# Identify Patterns for Date Columns from Socrata Datasets

Identify patterns for values in a single dominant cluster of terms from columns labeled as **calendar date** in Socrata datasets.

In [1]:
# All example column files are in the local directory 'resources/data/socrata/dates'.
# Files are tab-delimited with two columns: term and frequency count.

import os

inputdir = '../resources/data/socrata/dates'
files = os.listdir(inputdir)

files

['EMPLOYMENT_END_DATE.11.g9vh-zeiw.txt.gz',
 'DATA_FI_PRORROGA.23.hb6v-jcbf.txt.gz',
 'AM_Count.32.w76s-c5u4.txt.gz',
 'COISSUEDDATE.26.94uh-66xv.txt.gz']

In [2]:
# The pattern discovery function takes an input file as the only argument.
# It first extracts a sample of terms from the file. We then look for a
# cluster that covers a large fraction of the terms and derive a pattern
# for that cluster as the function result.
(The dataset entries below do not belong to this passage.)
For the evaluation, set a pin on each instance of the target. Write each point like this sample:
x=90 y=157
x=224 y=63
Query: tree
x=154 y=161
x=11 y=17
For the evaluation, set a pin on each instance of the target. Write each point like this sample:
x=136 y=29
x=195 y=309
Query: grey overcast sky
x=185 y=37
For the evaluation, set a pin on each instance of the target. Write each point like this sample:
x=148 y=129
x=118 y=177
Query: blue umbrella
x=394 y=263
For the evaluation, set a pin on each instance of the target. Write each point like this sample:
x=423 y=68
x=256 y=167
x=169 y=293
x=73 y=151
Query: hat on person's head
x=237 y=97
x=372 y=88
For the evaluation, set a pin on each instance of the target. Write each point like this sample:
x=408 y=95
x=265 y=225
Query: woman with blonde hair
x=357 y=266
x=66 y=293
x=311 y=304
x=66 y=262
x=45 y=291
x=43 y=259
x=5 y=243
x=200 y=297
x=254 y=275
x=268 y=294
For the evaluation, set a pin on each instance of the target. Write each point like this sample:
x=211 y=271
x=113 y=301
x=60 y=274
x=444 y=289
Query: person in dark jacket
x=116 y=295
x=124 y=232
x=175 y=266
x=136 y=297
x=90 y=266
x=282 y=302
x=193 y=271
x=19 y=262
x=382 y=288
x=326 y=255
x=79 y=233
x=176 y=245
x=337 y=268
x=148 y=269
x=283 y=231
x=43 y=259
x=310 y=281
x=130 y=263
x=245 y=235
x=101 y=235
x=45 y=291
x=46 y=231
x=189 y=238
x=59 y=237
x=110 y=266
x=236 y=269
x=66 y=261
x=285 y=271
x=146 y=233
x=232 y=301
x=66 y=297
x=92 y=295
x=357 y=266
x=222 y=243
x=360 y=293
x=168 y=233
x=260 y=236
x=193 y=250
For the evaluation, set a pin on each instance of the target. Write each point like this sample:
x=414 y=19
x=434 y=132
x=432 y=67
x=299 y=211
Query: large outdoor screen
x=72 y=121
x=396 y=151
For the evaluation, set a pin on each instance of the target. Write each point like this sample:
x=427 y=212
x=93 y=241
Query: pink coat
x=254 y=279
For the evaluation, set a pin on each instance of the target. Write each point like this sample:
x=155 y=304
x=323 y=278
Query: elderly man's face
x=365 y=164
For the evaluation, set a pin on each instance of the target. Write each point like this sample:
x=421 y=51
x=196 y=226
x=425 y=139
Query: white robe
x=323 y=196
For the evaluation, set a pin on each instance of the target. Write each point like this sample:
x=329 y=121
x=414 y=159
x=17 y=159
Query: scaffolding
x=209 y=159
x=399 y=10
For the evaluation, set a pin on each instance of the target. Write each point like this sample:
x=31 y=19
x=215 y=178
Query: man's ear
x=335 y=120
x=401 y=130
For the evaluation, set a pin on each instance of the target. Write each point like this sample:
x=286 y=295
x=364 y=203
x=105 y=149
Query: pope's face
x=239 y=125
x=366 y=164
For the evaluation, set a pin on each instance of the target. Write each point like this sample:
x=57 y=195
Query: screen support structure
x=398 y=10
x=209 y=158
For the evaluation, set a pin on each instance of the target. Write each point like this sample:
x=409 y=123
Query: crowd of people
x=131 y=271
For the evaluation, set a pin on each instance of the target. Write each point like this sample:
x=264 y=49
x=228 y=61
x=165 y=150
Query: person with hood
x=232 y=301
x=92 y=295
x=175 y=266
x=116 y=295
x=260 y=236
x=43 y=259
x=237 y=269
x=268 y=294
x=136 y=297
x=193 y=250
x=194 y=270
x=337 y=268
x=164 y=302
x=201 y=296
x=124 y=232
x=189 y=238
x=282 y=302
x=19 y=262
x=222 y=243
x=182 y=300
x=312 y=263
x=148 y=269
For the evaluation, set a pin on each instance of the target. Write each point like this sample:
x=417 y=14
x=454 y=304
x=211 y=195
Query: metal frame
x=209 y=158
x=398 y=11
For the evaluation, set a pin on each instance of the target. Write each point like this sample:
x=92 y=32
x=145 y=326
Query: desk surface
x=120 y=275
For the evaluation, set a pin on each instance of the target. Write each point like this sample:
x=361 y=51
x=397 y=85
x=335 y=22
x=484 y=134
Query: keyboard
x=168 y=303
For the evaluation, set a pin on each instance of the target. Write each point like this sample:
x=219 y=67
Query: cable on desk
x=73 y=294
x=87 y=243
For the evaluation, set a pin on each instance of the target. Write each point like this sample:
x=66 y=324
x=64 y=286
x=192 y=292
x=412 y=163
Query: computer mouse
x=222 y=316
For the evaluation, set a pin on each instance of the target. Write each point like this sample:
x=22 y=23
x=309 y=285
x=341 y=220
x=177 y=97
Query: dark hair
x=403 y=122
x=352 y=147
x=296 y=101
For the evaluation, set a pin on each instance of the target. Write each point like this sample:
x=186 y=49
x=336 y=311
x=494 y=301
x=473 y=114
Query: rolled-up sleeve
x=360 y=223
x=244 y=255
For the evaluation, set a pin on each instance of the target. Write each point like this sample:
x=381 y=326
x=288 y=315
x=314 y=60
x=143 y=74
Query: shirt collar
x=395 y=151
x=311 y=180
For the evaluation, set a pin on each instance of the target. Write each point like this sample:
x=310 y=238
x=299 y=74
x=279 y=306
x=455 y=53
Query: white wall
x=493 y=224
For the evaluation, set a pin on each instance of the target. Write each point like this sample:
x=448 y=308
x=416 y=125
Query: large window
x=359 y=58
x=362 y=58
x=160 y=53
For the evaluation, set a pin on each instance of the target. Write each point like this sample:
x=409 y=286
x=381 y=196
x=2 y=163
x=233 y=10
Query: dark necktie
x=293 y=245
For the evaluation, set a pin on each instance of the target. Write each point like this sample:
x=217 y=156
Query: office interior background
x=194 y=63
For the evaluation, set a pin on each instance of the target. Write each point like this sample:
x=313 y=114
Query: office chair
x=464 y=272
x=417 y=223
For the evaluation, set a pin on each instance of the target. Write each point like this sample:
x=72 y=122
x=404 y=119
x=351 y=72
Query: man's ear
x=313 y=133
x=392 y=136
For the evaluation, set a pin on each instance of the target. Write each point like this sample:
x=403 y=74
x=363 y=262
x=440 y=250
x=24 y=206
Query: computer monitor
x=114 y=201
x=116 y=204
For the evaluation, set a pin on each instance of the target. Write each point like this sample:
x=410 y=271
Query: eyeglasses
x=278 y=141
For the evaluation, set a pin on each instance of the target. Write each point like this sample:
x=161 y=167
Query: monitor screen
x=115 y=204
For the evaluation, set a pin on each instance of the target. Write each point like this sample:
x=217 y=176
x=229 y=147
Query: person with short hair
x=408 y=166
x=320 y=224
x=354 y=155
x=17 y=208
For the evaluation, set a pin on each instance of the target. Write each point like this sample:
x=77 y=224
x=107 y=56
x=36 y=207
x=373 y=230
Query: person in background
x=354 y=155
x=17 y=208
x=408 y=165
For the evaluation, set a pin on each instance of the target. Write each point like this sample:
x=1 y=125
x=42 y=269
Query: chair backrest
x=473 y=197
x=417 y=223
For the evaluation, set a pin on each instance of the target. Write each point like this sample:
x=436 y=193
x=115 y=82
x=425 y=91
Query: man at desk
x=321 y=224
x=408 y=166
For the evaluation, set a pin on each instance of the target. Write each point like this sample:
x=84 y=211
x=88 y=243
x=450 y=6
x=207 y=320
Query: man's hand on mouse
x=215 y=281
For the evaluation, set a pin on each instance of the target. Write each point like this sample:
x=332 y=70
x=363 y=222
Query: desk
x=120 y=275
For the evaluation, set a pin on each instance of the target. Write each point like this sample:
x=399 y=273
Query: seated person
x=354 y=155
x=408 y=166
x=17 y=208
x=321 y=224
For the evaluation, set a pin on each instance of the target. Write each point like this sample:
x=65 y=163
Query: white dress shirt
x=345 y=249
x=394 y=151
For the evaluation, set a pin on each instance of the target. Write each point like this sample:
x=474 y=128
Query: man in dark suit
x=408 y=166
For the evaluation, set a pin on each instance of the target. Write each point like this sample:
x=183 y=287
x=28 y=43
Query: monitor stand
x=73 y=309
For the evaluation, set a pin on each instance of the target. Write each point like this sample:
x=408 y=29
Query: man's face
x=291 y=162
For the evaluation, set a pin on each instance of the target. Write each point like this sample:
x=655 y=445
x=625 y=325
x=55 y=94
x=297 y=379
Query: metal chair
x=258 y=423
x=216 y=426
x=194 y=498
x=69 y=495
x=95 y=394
from openclean.pipeline import stream
from openclean_pattern.collect.group import Group
from openclean_pattern.regex.compiler import DefaultRegexCompiler
from openclean_pattern.tokenize.factory import TokenizerFactory


collector = Group()
compiler = DefaultRegexCompiler(method='col')
tokenizer = TokenizerFactory.create_tokenizer('default')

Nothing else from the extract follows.